Potential Commercial Applications

"Advanced Collision Safety Control System for Automotive Vehicles" can be used in the automotive industry to develop next-generation safety features for vehicles, attracting safety-conscious consumers.

Possible Prior Art

Prior art may include existing collision safety systems that rely on traditional algorithms rather than deep learning models for collision analysis.

Unanswered Questions

How does this technology compare to existing collision safety systems in terms of accuracy and efficiency?

This article does not provide a direct comparison between this technology and existing collision safety systems. Further research or testing may be needed to determine the superiority of this innovation.

What are the potential limitations or challenges in implementing this deep learning-based collision safety control system in vehicles?

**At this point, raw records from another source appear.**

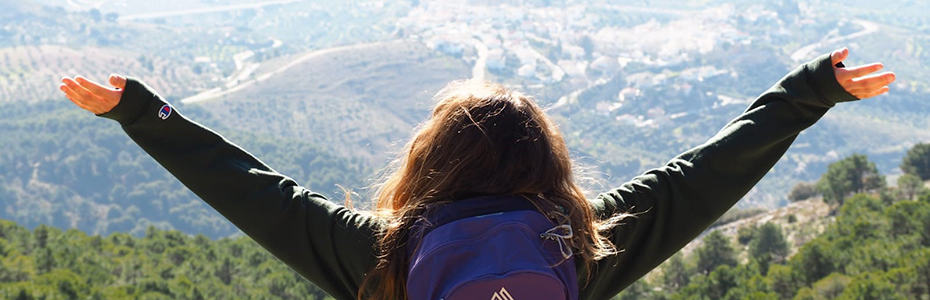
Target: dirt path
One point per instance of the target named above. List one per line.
(805, 53)
(237, 86)
(137, 17)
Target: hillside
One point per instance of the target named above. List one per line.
(801, 221)
(65, 168)
(33, 73)
(359, 102)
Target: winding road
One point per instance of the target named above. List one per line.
(806, 52)
(213, 9)
(219, 92)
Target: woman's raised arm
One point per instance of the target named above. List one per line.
(681, 199)
(321, 240)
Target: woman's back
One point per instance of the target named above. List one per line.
(338, 249)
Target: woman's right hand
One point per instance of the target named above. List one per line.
(92, 96)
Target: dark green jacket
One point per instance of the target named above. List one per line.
(333, 246)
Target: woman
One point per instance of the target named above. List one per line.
(482, 139)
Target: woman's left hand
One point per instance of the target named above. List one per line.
(860, 81)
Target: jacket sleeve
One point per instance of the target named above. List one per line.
(327, 243)
(678, 201)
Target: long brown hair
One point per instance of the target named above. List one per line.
(481, 139)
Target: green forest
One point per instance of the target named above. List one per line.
(877, 248)
(64, 168)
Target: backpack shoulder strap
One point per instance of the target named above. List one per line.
(444, 213)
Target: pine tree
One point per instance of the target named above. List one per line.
(715, 252)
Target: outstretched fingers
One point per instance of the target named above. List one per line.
(89, 95)
(859, 71)
(118, 81)
(871, 82)
(861, 81)
(839, 55)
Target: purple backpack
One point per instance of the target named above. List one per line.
(490, 248)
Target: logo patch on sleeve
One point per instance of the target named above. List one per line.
(164, 112)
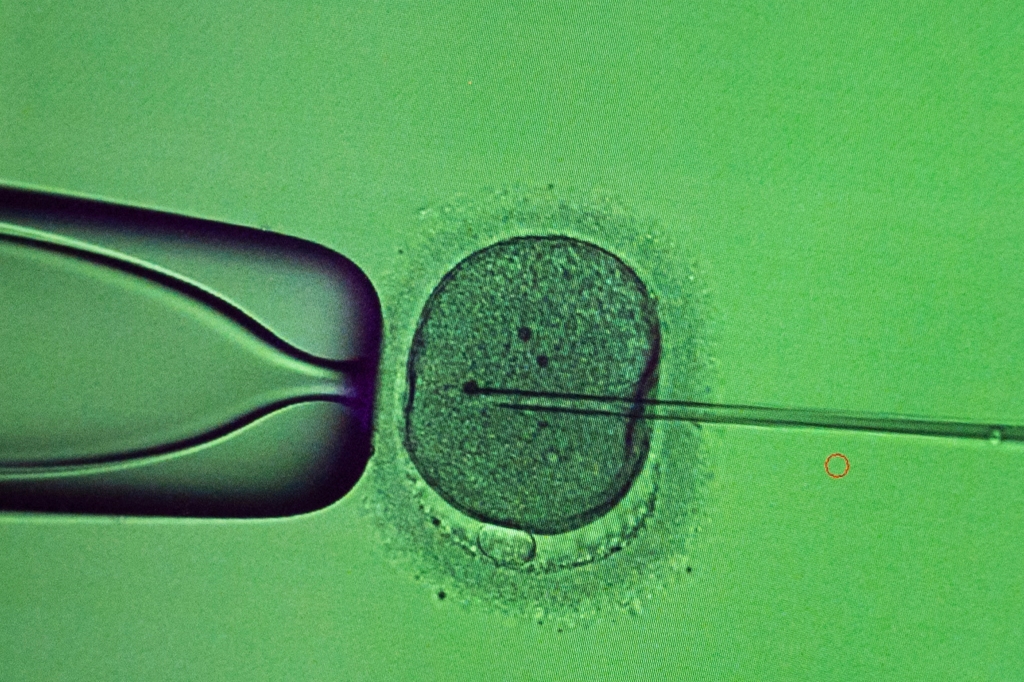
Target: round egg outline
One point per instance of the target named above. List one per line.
(617, 561)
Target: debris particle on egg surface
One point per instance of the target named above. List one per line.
(526, 512)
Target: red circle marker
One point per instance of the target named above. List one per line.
(846, 463)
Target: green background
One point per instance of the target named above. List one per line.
(850, 178)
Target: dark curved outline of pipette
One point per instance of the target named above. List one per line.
(218, 304)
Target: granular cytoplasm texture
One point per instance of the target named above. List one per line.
(542, 314)
(552, 514)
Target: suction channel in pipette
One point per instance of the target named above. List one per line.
(741, 415)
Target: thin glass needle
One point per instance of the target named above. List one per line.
(745, 415)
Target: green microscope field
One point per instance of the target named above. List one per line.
(846, 181)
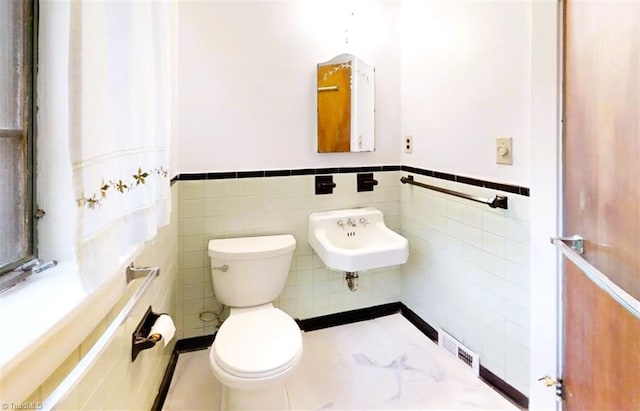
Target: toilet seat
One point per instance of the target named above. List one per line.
(257, 344)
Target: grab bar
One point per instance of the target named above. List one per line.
(598, 277)
(82, 367)
(494, 202)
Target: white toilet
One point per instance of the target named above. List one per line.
(258, 345)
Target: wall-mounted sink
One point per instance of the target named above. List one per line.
(356, 239)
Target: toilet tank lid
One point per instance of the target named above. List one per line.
(248, 248)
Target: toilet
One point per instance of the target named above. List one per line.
(258, 345)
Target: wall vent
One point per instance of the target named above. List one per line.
(459, 351)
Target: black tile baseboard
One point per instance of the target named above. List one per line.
(182, 346)
(348, 317)
(333, 320)
(523, 191)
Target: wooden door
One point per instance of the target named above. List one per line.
(334, 108)
(601, 353)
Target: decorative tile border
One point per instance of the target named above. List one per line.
(523, 191)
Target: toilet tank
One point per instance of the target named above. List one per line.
(257, 268)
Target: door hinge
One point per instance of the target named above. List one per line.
(558, 384)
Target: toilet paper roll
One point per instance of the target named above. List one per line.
(165, 327)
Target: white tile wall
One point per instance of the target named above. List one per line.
(273, 205)
(468, 272)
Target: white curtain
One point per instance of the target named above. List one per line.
(119, 128)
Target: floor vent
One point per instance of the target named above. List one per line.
(459, 351)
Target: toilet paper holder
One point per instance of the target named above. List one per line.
(140, 339)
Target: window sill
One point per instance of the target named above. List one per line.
(33, 307)
(44, 319)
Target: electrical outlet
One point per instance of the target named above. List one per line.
(503, 151)
(408, 144)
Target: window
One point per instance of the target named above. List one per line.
(17, 74)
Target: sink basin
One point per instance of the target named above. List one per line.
(356, 239)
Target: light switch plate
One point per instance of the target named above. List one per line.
(408, 144)
(504, 151)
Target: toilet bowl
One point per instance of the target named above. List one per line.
(258, 345)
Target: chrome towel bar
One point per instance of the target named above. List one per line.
(87, 361)
(493, 202)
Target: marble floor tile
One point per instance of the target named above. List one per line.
(385, 363)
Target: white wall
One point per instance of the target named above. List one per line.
(465, 81)
(546, 156)
(247, 79)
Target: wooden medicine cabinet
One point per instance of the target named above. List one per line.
(345, 105)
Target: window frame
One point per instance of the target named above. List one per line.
(28, 131)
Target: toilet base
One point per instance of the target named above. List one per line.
(271, 397)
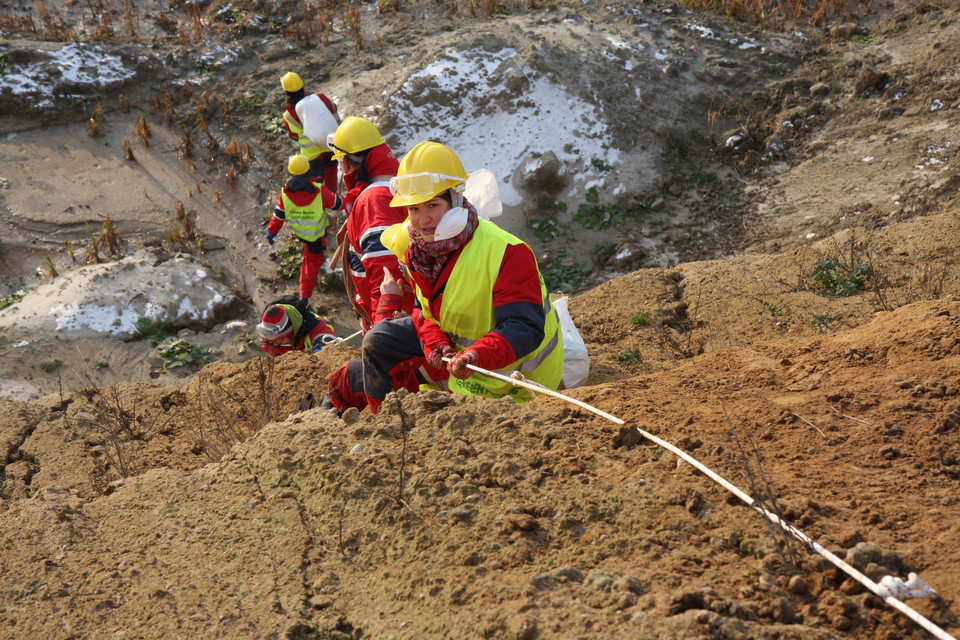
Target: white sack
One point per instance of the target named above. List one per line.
(576, 362)
(316, 119)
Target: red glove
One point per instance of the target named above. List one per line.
(458, 364)
(434, 357)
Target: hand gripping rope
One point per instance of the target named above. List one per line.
(329, 338)
(888, 588)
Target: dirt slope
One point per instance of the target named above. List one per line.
(233, 507)
(509, 521)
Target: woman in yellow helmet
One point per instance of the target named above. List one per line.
(303, 205)
(482, 301)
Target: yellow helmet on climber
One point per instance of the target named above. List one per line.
(427, 170)
(353, 136)
(291, 82)
(298, 164)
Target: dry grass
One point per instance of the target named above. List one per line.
(95, 119)
(142, 131)
(185, 147)
(228, 411)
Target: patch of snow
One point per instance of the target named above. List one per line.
(99, 318)
(705, 32)
(75, 63)
(545, 116)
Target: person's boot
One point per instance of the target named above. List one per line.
(326, 404)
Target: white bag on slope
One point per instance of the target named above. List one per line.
(316, 119)
(483, 193)
(576, 362)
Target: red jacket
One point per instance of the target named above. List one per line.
(369, 214)
(517, 305)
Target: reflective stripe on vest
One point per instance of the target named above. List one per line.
(467, 315)
(308, 147)
(309, 222)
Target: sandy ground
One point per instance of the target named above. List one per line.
(225, 503)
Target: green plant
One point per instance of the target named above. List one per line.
(564, 278)
(599, 165)
(177, 352)
(596, 216)
(289, 259)
(603, 250)
(50, 266)
(546, 229)
(51, 365)
(251, 100)
(239, 18)
(837, 279)
(12, 298)
(272, 124)
(822, 323)
(154, 332)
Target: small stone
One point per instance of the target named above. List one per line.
(798, 585)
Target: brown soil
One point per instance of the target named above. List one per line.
(233, 506)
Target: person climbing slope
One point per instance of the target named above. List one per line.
(288, 325)
(302, 204)
(481, 298)
(322, 165)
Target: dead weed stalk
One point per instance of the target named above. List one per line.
(122, 419)
(751, 471)
(226, 416)
(142, 131)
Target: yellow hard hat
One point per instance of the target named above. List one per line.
(396, 237)
(353, 136)
(427, 170)
(298, 164)
(291, 82)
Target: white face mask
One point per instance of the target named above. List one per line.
(451, 224)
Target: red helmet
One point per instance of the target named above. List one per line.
(274, 324)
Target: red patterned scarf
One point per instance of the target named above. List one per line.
(428, 258)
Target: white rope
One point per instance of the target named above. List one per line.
(903, 608)
(329, 338)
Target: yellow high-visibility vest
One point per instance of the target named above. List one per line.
(466, 315)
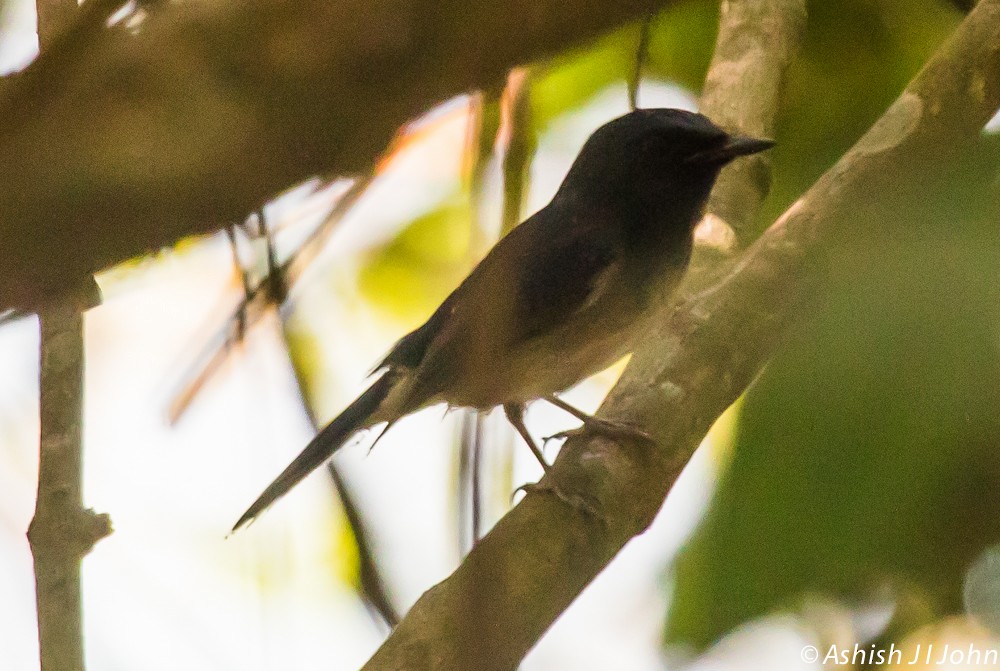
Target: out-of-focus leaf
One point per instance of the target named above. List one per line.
(413, 273)
(866, 454)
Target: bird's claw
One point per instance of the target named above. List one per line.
(617, 431)
(577, 502)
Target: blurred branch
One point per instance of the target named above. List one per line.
(703, 355)
(641, 53)
(757, 41)
(373, 586)
(269, 293)
(190, 115)
(62, 532)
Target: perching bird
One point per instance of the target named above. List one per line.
(563, 296)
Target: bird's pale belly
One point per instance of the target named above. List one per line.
(548, 364)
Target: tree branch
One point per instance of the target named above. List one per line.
(61, 532)
(705, 353)
(121, 142)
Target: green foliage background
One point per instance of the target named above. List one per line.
(865, 456)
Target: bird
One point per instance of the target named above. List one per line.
(564, 295)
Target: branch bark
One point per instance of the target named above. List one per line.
(61, 532)
(120, 142)
(703, 355)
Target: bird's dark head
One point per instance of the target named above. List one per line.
(656, 157)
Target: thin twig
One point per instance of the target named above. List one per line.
(641, 53)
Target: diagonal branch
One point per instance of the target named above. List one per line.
(705, 353)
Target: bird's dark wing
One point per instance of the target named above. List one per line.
(409, 351)
(558, 280)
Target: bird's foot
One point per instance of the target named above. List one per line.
(577, 502)
(620, 432)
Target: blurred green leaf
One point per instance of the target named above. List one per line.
(412, 274)
(866, 454)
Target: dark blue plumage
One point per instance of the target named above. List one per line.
(564, 295)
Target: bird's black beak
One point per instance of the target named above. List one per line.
(735, 146)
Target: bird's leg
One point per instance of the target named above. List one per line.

The article does not address any potential limitations or challenges in implementing this technology. Factors such as cost, compatibility with existing systems, and regulatory approval may need to be considered.


Original Abstract Submitted

a collision safety control system includes a memory storing a collision safety model having a deep learning-based collision safety control logic. the collision safety control system also includes a processor electrically connected to the memory. the processor is configured to, in accordance with the collision safety control logic, train, based on at least one signal including pre-collision data and post-collision data, the collision safety model such that the collision safety model outputs a collision type and a required time-to-fire (rttf) of passenger protection equipment corresponding to the at least one signal.